Third, we found that a coarse resolution (i.e., 100 m) was necessary to meet the 80% requirement. In comparison, a past study [
19] using L-band airborne UAVSAR data and the NISAR products simulated from the UAVSAR data found that UAVSAR data met the 80% accuracy requirement at 10 m resolution and the simulated data were effective at 30 m and 100 m. The difference between our and the previous work is due to the UAVSAR and simulated data having a lower level of noise with respect to the PALSAR-2 data. The PALSAR-2 data were strongly affected by speckle effects at 10 m but not at 100 m.
Fourth, the classification results at C-band Sentinel-1A 10 m resolution were found to be unreliable with the very low CV threshold values. In this case, pixels were almost entirely classified as crop. The 100 m products did not meet the 80% requirement. Unlike the previous study [
20], we found that L-band performances were better than C-band’s, suggesting that classification results likely depend on the site of interest, dominant crop types, and crop structures.
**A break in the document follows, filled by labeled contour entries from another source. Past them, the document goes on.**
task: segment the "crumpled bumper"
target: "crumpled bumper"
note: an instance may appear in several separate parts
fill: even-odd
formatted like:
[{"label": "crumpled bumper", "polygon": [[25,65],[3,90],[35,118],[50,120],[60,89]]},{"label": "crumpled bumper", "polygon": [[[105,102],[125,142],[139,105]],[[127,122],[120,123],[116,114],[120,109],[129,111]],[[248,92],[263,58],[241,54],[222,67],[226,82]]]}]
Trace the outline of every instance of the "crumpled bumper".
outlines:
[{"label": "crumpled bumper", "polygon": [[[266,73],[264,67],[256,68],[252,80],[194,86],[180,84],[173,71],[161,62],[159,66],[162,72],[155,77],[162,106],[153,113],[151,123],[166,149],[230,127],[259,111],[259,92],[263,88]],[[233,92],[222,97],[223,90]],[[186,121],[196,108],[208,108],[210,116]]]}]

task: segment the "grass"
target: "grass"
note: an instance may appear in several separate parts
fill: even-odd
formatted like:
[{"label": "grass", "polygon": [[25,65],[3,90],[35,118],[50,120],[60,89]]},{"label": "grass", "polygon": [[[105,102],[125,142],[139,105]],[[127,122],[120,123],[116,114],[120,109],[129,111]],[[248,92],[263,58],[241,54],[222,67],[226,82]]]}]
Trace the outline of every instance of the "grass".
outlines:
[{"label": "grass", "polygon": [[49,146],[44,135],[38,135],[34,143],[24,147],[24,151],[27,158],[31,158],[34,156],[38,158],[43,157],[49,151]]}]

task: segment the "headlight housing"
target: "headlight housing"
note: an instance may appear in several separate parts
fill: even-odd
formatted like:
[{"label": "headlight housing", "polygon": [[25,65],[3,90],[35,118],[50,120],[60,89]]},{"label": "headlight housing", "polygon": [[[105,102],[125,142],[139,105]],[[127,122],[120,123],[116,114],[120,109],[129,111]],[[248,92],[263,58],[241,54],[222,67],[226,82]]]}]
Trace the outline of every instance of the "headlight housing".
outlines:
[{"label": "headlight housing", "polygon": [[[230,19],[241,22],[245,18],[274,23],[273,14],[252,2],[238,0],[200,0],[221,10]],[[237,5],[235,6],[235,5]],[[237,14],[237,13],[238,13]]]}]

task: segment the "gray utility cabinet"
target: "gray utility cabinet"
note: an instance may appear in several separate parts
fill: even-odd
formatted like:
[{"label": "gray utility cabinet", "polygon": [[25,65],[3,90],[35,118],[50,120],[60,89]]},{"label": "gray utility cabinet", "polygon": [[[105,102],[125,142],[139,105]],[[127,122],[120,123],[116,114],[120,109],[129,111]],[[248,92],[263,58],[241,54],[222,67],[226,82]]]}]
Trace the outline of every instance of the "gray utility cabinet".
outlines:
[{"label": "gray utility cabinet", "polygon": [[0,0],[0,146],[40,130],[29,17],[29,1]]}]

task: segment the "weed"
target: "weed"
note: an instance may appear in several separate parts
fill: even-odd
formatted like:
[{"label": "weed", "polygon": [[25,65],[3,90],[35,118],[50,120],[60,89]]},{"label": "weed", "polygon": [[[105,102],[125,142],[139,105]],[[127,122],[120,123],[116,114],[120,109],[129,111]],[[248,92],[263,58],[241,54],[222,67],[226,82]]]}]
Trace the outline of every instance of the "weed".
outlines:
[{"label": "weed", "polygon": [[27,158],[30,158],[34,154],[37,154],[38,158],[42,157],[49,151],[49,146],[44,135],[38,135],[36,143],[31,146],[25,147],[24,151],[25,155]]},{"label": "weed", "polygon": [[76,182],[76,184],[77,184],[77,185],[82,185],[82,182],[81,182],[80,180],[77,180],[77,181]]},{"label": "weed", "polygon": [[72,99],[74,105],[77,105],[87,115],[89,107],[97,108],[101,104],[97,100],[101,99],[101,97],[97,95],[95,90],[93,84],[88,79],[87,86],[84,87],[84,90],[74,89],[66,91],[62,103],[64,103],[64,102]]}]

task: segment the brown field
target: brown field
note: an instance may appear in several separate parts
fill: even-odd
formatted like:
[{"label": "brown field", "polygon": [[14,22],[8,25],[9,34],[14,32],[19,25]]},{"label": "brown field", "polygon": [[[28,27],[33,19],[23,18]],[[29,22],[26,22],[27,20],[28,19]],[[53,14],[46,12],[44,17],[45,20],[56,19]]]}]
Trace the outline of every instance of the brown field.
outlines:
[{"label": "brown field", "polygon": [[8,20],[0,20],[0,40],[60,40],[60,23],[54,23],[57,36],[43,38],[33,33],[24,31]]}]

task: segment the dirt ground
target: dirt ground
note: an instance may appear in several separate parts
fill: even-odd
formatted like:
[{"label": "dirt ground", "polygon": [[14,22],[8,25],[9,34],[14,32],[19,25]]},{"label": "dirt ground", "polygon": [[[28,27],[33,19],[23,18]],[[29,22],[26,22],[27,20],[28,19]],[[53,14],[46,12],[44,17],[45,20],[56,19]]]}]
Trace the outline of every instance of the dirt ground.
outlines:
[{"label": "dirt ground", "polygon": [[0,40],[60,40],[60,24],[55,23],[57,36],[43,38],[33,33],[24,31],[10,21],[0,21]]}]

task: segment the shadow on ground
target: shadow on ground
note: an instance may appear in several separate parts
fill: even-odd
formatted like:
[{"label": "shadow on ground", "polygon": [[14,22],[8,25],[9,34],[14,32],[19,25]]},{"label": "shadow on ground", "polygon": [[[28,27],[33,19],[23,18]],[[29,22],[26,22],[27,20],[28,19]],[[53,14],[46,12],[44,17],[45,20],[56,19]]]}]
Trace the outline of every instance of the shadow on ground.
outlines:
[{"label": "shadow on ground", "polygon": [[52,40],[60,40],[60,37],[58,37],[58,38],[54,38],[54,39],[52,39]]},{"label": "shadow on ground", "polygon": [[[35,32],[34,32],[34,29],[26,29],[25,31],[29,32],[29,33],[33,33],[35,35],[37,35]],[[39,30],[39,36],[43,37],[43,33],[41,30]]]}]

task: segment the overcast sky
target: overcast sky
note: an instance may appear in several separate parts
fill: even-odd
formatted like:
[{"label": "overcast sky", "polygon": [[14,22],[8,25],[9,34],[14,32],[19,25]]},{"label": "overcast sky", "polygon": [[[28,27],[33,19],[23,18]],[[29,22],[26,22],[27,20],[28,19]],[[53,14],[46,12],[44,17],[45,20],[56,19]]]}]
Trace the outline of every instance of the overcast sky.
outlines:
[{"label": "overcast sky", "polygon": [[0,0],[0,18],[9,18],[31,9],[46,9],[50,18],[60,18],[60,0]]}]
Lastly, to demonstrate that a reliable result in terms of classification accuracy estimate can be achieved using the selected number of 39 validation polygons, we followed the approach proposed in [
27] to compute the confidence interval for the estimated accuracy. Given the overall accuracy requirement of 80%, for each case study investigated in the paper we derived, at 95% level of confidence, the limits of the interval. Using 39 validation polygons, the best result was obtained for L-band HV 100 m: we found that our estimate of the accuracy (i.e., 86%) was bounded between 83% and 89%. It is worth noting that the lower limit for L-band HV 100 m (83%) was greater than the upper limit derived for each of the other analyzed cases. This confirms that the validation set was large enough to support our conclusion, i.e., L-band HV polarized data at 100 m resolution were necessary to satisfy the 80% requirement.